Schematic of experiment setup with environment 1

We used the April tag to obtain the real position of the end-effector (Olson 2011). Furthermore, the end-effector was maintained at a low speed of 20 mm/s to avoid oscillation. From Fig. 11a, it can be seen that the proposed method generates a collision-free path such that the closest proximity between the CDPR and obstacle is consistently larger than the predefined 20 mm. The end-effector performs obstacle avoidance when the CDPR and obstacle are close to each other, as shown in Fig. 11b.
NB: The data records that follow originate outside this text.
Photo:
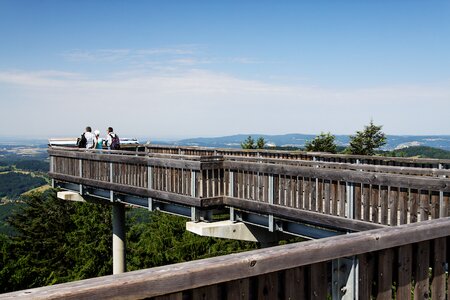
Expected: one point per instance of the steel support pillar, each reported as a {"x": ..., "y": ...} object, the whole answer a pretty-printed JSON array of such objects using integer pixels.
[{"x": 118, "y": 218}]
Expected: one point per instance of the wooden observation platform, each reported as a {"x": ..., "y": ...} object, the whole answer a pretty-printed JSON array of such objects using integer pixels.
[{"x": 378, "y": 226}]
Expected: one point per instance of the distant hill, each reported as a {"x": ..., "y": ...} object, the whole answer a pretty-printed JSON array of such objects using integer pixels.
[{"x": 299, "y": 140}]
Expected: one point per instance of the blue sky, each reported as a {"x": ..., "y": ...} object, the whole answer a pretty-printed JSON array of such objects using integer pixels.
[{"x": 170, "y": 69}]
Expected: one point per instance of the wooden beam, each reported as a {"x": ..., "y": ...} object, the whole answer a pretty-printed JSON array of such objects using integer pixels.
[
  {"x": 437, "y": 184},
  {"x": 178, "y": 277},
  {"x": 131, "y": 190},
  {"x": 295, "y": 214}
]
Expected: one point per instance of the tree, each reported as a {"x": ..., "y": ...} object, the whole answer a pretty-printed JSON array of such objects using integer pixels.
[
  {"x": 325, "y": 142},
  {"x": 56, "y": 241},
  {"x": 249, "y": 143},
  {"x": 260, "y": 143},
  {"x": 367, "y": 141}
]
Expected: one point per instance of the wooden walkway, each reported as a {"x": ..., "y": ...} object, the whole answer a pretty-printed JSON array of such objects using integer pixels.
[
  {"x": 379, "y": 194},
  {"x": 395, "y": 211}
]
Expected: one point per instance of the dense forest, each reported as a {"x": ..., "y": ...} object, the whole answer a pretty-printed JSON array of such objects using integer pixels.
[
  {"x": 13, "y": 184},
  {"x": 58, "y": 241}
]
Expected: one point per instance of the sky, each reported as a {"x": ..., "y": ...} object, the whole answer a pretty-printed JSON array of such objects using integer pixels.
[{"x": 179, "y": 69}]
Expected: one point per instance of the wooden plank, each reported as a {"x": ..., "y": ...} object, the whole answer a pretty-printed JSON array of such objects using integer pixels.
[
  {"x": 313, "y": 192},
  {"x": 414, "y": 205},
  {"x": 334, "y": 197},
  {"x": 238, "y": 289},
  {"x": 422, "y": 262},
  {"x": 366, "y": 263},
  {"x": 310, "y": 217},
  {"x": 438, "y": 284},
  {"x": 268, "y": 286},
  {"x": 445, "y": 208},
  {"x": 422, "y": 182},
  {"x": 294, "y": 288},
  {"x": 424, "y": 205},
  {"x": 179, "y": 277},
  {"x": 434, "y": 209},
  {"x": 319, "y": 284},
  {"x": 307, "y": 193},
  {"x": 211, "y": 292},
  {"x": 174, "y": 296},
  {"x": 393, "y": 206},
  {"x": 342, "y": 198},
  {"x": 384, "y": 216},
  {"x": 138, "y": 191},
  {"x": 327, "y": 196},
  {"x": 366, "y": 202},
  {"x": 276, "y": 188},
  {"x": 358, "y": 202},
  {"x": 404, "y": 272},
  {"x": 403, "y": 206},
  {"x": 385, "y": 265},
  {"x": 319, "y": 189}
]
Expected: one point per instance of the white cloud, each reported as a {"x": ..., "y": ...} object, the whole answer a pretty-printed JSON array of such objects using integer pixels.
[{"x": 198, "y": 102}]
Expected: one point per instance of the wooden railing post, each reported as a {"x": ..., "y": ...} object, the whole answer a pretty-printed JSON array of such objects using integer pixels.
[
  {"x": 150, "y": 186},
  {"x": 52, "y": 169},
  {"x": 231, "y": 192},
  {"x": 271, "y": 191},
  {"x": 195, "y": 214},
  {"x": 118, "y": 218},
  {"x": 111, "y": 179},
  {"x": 81, "y": 174}
]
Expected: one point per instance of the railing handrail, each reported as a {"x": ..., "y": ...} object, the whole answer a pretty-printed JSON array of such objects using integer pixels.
[
  {"x": 178, "y": 277},
  {"x": 350, "y": 175},
  {"x": 312, "y": 154}
]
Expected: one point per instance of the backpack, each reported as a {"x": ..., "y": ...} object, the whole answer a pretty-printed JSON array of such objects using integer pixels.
[
  {"x": 115, "y": 142},
  {"x": 81, "y": 142}
]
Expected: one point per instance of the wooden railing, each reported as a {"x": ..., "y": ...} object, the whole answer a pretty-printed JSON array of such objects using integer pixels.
[
  {"x": 386, "y": 195},
  {"x": 404, "y": 262},
  {"x": 303, "y": 155}
]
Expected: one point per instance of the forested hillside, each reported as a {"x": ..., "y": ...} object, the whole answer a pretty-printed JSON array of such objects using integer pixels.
[
  {"x": 58, "y": 241},
  {"x": 421, "y": 151}
]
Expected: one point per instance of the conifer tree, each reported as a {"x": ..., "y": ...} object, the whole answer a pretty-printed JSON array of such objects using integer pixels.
[
  {"x": 367, "y": 141},
  {"x": 325, "y": 142}
]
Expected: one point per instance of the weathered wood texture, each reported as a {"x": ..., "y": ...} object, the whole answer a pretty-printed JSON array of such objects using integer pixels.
[
  {"x": 404, "y": 261},
  {"x": 302, "y": 155},
  {"x": 385, "y": 196}
]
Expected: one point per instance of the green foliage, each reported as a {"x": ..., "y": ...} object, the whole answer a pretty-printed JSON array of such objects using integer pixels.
[
  {"x": 55, "y": 243},
  {"x": 13, "y": 184},
  {"x": 32, "y": 165},
  {"x": 325, "y": 142},
  {"x": 260, "y": 143},
  {"x": 58, "y": 241},
  {"x": 420, "y": 151},
  {"x": 249, "y": 143},
  {"x": 6, "y": 210},
  {"x": 161, "y": 239},
  {"x": 367, "y": 141}
]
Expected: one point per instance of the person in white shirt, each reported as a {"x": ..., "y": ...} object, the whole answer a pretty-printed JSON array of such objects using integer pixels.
[
  {"x": 110, "y": 137},
  {"x": 90, "y": 138}
]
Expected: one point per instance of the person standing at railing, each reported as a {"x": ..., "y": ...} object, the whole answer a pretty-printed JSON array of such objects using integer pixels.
[
  {"x": 98, "y": 140},
  {"x": 112, "y": 139},
  {"x": 87, "y": 139}
]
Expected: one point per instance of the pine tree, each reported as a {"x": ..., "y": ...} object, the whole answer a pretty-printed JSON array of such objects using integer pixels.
[
  {"x": 249, "y": 143},
  {"x": 367, "y": 141},
  {"x": 325, "y": 142}
]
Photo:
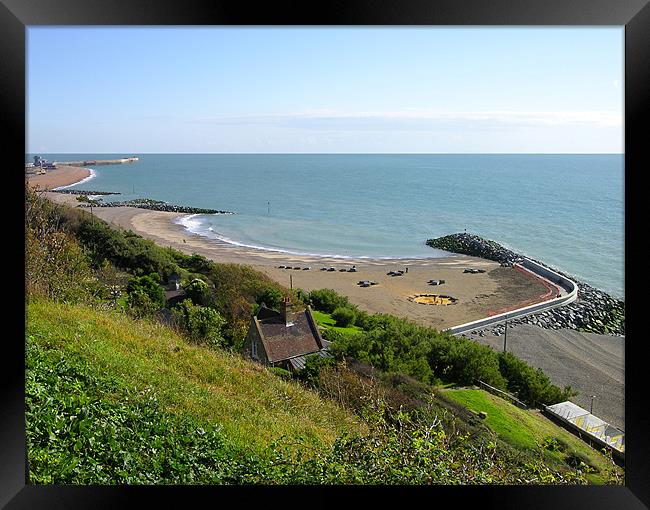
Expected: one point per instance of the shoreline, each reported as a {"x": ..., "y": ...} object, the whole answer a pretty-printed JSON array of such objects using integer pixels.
[
  {"x": 477, "y": 295},
  {"x": 556, "y": 351},
  {"x": 61, "y": 177}
]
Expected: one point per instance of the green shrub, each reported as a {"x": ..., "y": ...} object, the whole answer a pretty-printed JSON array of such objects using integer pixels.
[
  {"x": 56, "y": 267},
  {"x": 148, "y": 285},
  {"x": 199, "y": 292},
  {"x": 200, "y": 324},
  {"x": 328, "y": 300},
  {"x": 281, "y": 372},
  {"x": 271, "y": 297}
]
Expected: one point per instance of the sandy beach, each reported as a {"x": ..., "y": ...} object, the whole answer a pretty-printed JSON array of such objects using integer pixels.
[
  {"x": 478, "y": 295},
  {"x": 591, "y": 364},
  {"x": 60, "y": 176}
]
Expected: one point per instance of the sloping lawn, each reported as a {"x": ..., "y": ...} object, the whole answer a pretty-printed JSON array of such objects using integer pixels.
[
  {"x": 530, "y": 430},
  {"x": 251, "y": 405}
]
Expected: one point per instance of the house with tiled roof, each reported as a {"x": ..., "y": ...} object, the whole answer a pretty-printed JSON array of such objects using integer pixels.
[{"x": 284, "y": 339}]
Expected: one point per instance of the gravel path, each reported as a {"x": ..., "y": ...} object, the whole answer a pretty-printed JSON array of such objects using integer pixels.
[{"x": 590, "y": 363}]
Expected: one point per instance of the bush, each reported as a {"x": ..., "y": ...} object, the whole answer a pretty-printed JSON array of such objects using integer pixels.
[
  {"x": 199, "y": 292},
  {"x": 271, "y": 297},
  {"x": 327, "y": 300},
  {"x": 280, "y": 372},
  {"x": 149, "y": 286},
  {"x": 200, "y": 324},
  {"x": 55, "y": 264},
  {"x": 344, "y": 317}
]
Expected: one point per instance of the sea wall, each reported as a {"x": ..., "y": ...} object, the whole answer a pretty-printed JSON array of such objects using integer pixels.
[
  {"x": 591, "y": 311},
  {"x": 521, "y": 314}
]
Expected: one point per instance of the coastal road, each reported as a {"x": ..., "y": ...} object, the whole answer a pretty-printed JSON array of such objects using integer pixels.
[{"x": 591, "y": 364}]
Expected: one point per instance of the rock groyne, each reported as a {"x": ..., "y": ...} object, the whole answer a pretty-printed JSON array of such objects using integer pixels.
[
  {"x": 83, "y": 192},
  {"x": 155, "y": 205},
  {"x": 594, "y": 311}
]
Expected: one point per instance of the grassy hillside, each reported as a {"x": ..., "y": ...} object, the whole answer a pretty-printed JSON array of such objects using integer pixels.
[{"x": 252, "y": 406}]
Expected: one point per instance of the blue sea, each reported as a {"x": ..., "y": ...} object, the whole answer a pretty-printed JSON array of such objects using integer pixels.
[{"x": 564, "y": 210}]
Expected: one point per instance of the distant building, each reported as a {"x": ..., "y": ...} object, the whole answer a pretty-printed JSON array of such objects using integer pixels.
[{"x": 284, "y": 339}]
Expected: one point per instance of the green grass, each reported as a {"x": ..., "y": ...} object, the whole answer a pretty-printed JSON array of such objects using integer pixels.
[
  {"x": 529, "y": 430},
  {"x": 251, "y": 405},
  {"x": 325, "y": 320}
]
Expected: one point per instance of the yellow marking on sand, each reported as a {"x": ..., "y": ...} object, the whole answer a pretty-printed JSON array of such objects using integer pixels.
[{"x": 433, "y": 300}]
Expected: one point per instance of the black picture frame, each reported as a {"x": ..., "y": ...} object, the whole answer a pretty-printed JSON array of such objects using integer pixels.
[{"x": 634, "y": 15}]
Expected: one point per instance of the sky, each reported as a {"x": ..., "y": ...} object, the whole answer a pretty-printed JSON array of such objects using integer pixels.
[{"x": 325, "y": 89}]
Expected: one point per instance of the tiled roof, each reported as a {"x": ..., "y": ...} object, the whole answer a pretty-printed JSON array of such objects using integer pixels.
[{"x": 282, "y": 342}]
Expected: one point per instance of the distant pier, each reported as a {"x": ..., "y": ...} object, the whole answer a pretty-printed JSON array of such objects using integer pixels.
[{"x": 97, "y": 162}]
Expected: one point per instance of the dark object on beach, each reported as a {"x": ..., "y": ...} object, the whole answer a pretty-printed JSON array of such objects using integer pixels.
[{"x": 366, "y": 283}]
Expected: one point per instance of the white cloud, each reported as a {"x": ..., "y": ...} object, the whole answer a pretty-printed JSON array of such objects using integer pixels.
[{"x": 421, "y": 119}]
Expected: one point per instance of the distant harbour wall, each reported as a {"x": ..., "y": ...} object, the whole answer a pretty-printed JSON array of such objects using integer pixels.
[{"x": 97, "y": 162}]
The experimental results are shown in Fig. 12.

Fig. 11
figure 11

Experiment results. a, b Distance change between the CDPR and obstacle. c Position change of the end-effector

Fig. 12
figure 12

Experiment visualization. a t = 15 s. b t = 20 s. c t = 25 s, d t = 35 s

6 Conclusion

In this study, a modified adaptive RRT* method was developed for CDPRs to find a collision-free path in a cluttered environment while considering the kinematic performance. The proposed method developed an adaptive sampling method, minimized kinematic cost, and achieved fast convergence by utilizing post-processing. The proposed method was simulated in different environments. The simulation results show that the proposed method can generate a collision-free path for CDPRs. Moreover, the average number of nodes on the tree is reduced by 20.5% compared to that without adaptive sampling, and the average kinematic performance increased by 18.2%. Finally, the developed method was fully validated and demonstrated through an experiment using a self-built 8–6 CDPR.